Until making a living in Iron Age Jerusalem became more important than being a tree standing by the waters. Until Zedekiah, the make-believe king, promised to make Judah great again. Until reality struck home with the force of an endless invading army. They didn’t believe much after those things happened. Now David’s royal son lay a blinded captive within earshot of their assembly in Babylon. Zion’s soldiers had perished or deserted. They couldn’t understand language of their neighbors, and their own holy tongue was slipping into a brogue of sorts. But they could remember the songs of childhood.
Those childish tunes told them about the God that had once lived in their homeland with them, had cherished them, nurtured them, and promised to protect them if they would learn the divine law, the Torah, the holy instruction about all things. So, they sang the songs of that old city, that old Torah, and that old God, wherever they might be because that was all they knew to sing. But the old songs meant something different now from what they meant to them as children. Once they meant hope. Once they promised devotion. Once they pointed a finger toward heaven. Now they pointed to the past, to hopes dashed, to loved ones lost, to promises broken. But the songs still made the memory of those hopes and promises and people real and so they sang.
The songs made up their prayers, their worship. Even if the God they blessed had departed Zion’s temple with all the cherubim and seraphim, they remembered that they once worshipped such a God. Even if the temple with its sweet-smelling offerings now lay in desecrated silence, their songs reminded them that they had once sung and danced and played in the courts of the LORD God of Hosts. So, they sang and remembered and prayed that the God who had loved them in Zion would remember them in Babylon. The assembly of old exiles in Babylon might not comprise the courts of the LORD, but in that assembly, by means of those old childhood wisdom songs, there began to grow among them the mad conviction, fleeting at first, but ever sturdier as the years went by, that the LORD who had loved them in Zion and delighted to hear their songs in the temple courts might not be so ephemeral as they had first imagined.

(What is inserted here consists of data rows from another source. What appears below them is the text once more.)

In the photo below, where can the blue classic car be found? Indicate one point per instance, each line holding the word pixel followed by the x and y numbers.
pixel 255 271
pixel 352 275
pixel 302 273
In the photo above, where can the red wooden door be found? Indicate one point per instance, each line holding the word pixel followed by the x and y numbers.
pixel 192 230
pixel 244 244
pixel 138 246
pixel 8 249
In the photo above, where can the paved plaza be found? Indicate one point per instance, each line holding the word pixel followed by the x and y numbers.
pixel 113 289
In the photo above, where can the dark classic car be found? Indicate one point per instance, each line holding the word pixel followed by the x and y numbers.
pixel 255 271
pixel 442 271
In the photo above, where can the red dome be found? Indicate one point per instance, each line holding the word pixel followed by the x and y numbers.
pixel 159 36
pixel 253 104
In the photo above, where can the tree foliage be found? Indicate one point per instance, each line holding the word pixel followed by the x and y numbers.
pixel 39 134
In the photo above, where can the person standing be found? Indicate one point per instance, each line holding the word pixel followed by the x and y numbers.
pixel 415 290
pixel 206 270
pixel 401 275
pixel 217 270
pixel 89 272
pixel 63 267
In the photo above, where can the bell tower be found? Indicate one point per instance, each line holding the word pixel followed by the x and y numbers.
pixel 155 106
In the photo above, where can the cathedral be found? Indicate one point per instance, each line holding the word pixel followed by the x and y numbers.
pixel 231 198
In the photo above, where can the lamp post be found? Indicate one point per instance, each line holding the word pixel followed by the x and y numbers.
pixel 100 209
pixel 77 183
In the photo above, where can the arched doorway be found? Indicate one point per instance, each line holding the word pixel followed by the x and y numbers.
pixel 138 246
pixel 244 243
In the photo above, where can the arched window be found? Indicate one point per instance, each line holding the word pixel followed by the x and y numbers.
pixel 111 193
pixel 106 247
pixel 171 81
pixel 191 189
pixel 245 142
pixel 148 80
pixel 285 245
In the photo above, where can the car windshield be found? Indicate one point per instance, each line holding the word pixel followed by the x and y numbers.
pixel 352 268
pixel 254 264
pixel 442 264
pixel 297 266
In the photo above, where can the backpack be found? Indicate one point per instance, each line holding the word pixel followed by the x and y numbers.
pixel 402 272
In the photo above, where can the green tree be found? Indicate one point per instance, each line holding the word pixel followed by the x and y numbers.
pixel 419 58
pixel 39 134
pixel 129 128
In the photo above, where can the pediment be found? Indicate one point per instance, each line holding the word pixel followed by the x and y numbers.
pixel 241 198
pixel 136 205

Could they meditate on the Torah of the LORD on the banks of the Tigris as well as in the streets of Jerusalem? How absurd that sounded for these captives to think such things. But still they sang.
We may need a few of those childhood melodies ourselves. What shall we sing as we watch the news from Raleigh Wednesday when the heroes, who teach our children and grandchildren, intercede for their young charges by asking us for a living wage, for adequate insurance, and for classroom assistance so that they can continue their devotion to the precious souls in their charge? And I’m not sure exactly what songs are adequate as we experience the renewal of racism in our country or face the specter of hunger in this rich land, but we need to find them. We need to sing again about God’s Torah, about that deep truth in God’s universe that makes bigotry always evil and cruelty always unthinkable. Something has to remind us that separating children from parents at our borders is always wicked and that making it a crime to sit in Starbucks is always unjust. There must be a song we once sang that tells us that God’s truth stands taller than official lies and that keeping our promises to others is more than just a convenient political strategy. We need to sing as the exiles once sang.

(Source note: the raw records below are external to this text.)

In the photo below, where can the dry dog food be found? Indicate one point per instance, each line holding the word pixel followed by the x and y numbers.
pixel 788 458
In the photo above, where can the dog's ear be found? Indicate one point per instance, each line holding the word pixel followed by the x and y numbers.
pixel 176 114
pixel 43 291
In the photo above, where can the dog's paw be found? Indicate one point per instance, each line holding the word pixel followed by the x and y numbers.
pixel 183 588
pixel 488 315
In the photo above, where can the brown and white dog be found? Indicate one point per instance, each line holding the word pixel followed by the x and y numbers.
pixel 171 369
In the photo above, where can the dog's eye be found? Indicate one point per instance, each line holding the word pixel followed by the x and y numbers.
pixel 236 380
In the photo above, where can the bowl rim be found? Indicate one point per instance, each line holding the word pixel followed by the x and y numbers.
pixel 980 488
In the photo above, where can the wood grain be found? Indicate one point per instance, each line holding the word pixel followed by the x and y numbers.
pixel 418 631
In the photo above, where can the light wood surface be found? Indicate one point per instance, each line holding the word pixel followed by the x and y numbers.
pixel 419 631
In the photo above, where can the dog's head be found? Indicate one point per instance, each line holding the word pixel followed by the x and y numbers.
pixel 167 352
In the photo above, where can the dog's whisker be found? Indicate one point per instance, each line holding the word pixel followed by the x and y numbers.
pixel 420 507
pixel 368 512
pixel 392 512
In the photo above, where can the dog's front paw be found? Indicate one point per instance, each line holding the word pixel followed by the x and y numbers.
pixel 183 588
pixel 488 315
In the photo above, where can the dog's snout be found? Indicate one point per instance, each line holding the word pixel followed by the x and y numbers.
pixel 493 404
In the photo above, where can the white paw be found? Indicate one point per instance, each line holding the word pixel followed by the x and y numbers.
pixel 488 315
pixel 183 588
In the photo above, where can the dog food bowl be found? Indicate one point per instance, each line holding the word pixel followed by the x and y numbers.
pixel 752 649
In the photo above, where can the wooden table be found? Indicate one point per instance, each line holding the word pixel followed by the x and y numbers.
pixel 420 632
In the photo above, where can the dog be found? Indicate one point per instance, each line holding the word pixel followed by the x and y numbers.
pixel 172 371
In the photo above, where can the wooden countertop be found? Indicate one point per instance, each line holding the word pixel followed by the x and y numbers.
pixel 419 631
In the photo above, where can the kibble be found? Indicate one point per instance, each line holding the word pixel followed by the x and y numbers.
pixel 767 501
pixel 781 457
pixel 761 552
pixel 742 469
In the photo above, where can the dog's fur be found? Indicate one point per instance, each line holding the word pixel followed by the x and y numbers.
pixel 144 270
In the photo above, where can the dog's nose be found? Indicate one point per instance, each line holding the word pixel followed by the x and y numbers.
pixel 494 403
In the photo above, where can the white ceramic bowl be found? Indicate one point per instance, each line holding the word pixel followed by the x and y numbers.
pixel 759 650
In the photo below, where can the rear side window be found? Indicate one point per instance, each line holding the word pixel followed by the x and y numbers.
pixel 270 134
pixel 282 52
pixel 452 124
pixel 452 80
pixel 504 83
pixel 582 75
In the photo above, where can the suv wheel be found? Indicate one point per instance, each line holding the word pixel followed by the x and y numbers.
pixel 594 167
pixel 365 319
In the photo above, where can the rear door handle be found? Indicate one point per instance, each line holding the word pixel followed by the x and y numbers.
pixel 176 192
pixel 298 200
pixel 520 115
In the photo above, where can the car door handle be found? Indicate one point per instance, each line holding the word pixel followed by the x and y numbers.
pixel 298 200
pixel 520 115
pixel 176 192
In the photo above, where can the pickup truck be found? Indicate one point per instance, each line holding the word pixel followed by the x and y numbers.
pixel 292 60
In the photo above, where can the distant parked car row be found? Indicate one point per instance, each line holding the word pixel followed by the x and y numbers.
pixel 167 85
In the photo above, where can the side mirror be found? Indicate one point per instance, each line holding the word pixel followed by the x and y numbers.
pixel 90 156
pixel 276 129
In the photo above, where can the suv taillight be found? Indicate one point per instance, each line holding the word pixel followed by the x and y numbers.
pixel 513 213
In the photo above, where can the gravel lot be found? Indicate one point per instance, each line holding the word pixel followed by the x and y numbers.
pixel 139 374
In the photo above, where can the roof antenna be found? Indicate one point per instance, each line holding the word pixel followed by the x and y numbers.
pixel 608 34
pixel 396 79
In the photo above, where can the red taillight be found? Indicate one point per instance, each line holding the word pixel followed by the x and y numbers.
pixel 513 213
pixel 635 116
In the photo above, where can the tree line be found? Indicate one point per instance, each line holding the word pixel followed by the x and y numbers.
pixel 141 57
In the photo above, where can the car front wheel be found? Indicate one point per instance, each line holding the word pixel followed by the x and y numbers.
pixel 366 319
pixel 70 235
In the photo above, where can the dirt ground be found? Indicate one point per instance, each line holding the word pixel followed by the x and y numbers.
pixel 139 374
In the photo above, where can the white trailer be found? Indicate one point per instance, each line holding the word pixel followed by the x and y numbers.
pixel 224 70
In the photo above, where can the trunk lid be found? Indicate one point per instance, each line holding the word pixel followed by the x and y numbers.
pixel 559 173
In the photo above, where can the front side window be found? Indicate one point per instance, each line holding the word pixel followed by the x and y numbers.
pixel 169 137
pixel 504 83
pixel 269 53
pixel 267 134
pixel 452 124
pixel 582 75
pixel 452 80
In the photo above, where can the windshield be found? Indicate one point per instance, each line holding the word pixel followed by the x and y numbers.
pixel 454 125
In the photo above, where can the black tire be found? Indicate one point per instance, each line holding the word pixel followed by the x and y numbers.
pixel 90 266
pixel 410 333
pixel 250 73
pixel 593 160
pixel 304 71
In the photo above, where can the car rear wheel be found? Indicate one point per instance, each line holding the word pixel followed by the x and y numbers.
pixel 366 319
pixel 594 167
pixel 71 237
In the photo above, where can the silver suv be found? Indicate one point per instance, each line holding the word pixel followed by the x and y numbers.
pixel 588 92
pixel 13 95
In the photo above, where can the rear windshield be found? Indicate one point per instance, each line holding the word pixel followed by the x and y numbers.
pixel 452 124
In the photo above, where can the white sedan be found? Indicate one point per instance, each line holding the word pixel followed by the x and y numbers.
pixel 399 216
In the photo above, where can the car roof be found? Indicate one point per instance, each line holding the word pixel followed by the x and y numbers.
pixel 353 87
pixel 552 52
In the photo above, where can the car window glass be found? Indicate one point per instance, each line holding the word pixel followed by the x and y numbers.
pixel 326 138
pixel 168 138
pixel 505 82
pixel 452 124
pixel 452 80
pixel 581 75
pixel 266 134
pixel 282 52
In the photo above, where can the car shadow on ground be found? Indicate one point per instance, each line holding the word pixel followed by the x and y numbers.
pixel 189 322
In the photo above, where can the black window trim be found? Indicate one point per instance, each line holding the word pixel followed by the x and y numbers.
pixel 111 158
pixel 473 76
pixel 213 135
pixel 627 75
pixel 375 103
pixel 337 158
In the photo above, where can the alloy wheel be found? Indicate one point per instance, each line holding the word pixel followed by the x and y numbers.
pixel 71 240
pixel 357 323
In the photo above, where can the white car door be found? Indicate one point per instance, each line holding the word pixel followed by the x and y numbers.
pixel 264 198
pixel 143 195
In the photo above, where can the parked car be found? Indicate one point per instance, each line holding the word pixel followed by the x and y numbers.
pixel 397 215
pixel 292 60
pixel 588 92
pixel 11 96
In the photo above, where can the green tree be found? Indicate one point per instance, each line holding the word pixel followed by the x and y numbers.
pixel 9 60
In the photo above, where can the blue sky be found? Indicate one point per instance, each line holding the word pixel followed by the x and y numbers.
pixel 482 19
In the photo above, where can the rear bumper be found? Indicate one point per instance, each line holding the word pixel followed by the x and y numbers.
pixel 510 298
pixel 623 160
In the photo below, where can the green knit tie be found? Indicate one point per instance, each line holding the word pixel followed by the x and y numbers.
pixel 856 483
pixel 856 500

The exiles sang without hope at first, for the structures of power in ancient Babylon did not lend themselves to much in the way of hope. But the singing reminded them of what they wanted, reminded them that they wanted the old things they longed for as children: a God to love them and a holy Torah that made all things conspire together for good, justice for themselves and for their neighbors, and maybe fewer seats for those scornful, who insist there is no truth, no Torah, no real justice, and no real hope.

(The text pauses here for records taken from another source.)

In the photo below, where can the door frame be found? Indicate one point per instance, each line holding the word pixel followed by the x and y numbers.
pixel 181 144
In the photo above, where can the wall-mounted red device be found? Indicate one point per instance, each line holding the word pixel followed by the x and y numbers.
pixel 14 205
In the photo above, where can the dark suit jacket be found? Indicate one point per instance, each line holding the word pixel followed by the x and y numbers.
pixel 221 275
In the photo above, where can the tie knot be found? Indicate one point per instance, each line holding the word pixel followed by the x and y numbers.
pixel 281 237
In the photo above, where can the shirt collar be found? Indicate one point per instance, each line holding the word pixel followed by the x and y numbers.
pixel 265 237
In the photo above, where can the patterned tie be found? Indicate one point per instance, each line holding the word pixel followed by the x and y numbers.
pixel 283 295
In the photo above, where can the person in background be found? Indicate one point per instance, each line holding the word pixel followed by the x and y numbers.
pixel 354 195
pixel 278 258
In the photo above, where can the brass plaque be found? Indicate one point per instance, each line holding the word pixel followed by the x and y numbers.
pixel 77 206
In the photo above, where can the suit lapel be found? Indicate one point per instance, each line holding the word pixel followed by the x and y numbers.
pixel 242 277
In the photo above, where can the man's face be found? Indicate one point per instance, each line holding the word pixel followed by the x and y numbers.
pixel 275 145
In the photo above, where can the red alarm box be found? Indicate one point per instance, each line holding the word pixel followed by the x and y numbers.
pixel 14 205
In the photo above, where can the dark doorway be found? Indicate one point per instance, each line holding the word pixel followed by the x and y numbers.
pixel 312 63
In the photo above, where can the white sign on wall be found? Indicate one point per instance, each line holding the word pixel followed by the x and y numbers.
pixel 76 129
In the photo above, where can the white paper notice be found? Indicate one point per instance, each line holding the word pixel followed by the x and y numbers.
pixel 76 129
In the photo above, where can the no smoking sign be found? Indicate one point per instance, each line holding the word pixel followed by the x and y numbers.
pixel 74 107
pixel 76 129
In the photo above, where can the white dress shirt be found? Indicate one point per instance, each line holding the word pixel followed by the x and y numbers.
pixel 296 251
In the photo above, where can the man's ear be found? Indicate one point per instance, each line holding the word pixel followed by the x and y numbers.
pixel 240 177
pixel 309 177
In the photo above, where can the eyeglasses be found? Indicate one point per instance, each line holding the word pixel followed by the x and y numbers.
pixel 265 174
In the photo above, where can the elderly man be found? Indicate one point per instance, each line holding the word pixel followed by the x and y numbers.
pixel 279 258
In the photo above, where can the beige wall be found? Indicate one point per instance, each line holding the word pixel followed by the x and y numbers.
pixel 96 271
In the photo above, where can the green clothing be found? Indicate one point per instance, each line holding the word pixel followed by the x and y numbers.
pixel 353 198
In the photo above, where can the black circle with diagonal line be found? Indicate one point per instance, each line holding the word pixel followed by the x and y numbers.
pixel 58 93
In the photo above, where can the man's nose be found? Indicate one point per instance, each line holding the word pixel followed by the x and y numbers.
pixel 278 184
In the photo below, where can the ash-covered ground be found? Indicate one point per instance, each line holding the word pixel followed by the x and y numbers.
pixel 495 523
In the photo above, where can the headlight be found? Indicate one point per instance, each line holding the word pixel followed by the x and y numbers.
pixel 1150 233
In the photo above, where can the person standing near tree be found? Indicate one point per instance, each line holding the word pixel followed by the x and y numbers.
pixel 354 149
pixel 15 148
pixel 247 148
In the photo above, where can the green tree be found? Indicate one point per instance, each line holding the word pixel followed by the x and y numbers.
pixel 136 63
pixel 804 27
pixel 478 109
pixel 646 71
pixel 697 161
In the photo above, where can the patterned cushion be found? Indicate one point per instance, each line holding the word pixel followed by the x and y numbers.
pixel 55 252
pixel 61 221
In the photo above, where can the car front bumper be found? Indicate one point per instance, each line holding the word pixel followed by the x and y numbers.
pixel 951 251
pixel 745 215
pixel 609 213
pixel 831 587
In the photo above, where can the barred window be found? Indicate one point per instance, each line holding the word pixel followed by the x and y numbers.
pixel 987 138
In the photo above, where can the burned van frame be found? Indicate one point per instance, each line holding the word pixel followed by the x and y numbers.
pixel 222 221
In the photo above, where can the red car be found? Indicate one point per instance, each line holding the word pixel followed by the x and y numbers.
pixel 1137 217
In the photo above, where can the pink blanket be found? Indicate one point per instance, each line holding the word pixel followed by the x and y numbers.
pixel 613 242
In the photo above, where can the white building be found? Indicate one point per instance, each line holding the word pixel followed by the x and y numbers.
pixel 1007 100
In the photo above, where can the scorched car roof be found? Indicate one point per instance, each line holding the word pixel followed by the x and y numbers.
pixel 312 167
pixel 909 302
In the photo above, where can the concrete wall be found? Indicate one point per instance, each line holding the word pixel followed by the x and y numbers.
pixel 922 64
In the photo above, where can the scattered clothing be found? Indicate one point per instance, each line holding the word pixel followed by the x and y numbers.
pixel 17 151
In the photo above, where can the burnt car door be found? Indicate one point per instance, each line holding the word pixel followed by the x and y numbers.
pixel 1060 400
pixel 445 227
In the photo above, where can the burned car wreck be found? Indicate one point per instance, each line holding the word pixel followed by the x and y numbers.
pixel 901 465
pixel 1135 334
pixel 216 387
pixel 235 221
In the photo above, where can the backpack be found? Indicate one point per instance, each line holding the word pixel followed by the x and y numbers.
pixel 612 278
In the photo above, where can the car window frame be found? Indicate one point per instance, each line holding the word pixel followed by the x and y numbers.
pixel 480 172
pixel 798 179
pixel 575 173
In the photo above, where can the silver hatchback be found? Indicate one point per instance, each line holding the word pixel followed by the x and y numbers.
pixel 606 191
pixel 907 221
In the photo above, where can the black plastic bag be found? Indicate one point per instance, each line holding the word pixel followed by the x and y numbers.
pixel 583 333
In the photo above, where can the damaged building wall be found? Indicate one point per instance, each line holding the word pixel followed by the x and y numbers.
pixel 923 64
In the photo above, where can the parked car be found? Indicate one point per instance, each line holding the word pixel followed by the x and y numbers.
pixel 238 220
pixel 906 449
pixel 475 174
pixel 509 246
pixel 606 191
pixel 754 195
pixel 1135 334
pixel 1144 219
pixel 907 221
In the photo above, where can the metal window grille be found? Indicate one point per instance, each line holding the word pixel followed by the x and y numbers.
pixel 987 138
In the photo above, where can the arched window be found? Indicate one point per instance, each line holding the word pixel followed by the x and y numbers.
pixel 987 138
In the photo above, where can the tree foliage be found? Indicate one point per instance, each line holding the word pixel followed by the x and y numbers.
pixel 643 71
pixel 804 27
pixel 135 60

And perhaps we can imagine ourselves sitting in the seats of the joyful or standing by the watercourses like tall trees or walking again in the way of the righteous, believing with some small part of our heart of hearts that God really does mean for us to live like that, means for us to live the way we imagined free people in God’s kingdom should live. If we can sing, we can believe again.